If ThorAxe’s transcript_query is run with –orthology 1:1 (default), the number of genes is identical to the number of species in the dataset.

phylosofs

The phylosofs folder has the needed inputs for the structural and molecular modelling pipelines of PhyloSofS. It is only generated when the –phylosofs optional argument is used. These PhyloSofS’s files use a single unicode character to represent each s-exon. The mapping between the id for PhyloSofS and the one of ThorAxe (ExonCluster_ChimericBlock) is in the s_exons.tsv file.

The transcripts.pir has the annotated sequence using the PIR format.

The list of transcripts for each gene is in transcripts.txt

Intermediate outputs

The _intermediate folder has intermediate files and states from the ThorAxe pipeline.
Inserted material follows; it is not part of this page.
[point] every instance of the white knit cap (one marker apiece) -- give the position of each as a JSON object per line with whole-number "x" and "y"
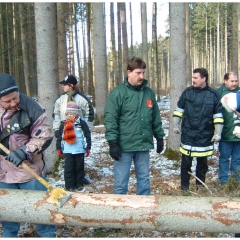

In particular, cluster_plots.html has the interactive plots of the chimeric alignments, with the possibility to show the constitutive value calculated for each subexon. This plot is only generated when the –plot_chimerics optional argument is indicated.

Warning

cluster_plots.html loads the cluster_data.js file that includes all the information needed to plot all the generated multiple sequence alignments using Plotly. It can freeze the tab when a lot of sequences/species are used or if the computer hasn’t enough resources available.